Article V provides that “The Congress . . . on the Application of the Legislatures of two thirds of the several states, shall call a Convention for proposing Amendments. . . .” This Section 3.9 and its subsections discuss what it means for Congress to “call” a convention, the content of a call, the powers Congress enjoys as incidental to calling, and when Congress must issue a call.
The courts tell us that the terms of Article V are defined by historical usage.1) That usage enables us to determine what it means for Congress to “call” a convention of the states.2)

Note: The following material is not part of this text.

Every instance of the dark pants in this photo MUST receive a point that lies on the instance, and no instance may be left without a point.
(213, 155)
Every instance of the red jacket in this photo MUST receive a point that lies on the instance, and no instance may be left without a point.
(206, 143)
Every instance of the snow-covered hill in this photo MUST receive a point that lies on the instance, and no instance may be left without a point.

Between 1689 and Independence in 1776, American colonies met in convention twenty times. From 1776 through 1787, the newly independent states met in convention eleven times, including general conventions3) in Philadelphia in 1780 and 1787. Precipitating each gathering was an invitation to meet. Some invitations were issued by the Continental Congress or by prior conventions, but most came from individual states seeking to meet with other states. For example, the Constitutional Convention was not, as commonly believed, the product of a congressional resolution, but the result of invitations extended in November 1786 by Virginia and New Jersey.4)
The usual word for such an invitation was “call,” although sometimes the word “application” served the same purpose. In 1785, however, Massachusetts unsuccessfully asked Congress to issue a call, and it referred to its own request as an “application.”5) As noted earlier, in framing Article V the drafters resolved issues that prior practice left unclear,6) and in this instance they adopted the terminology and procedure employed in 1785 by Massachusetts. Thus, the triggering petitions were to be “applications,” the invitation was to be the “call,” the submission of applications from two thirds of the states would render the call mandatory, and the calling entity was to be Congress.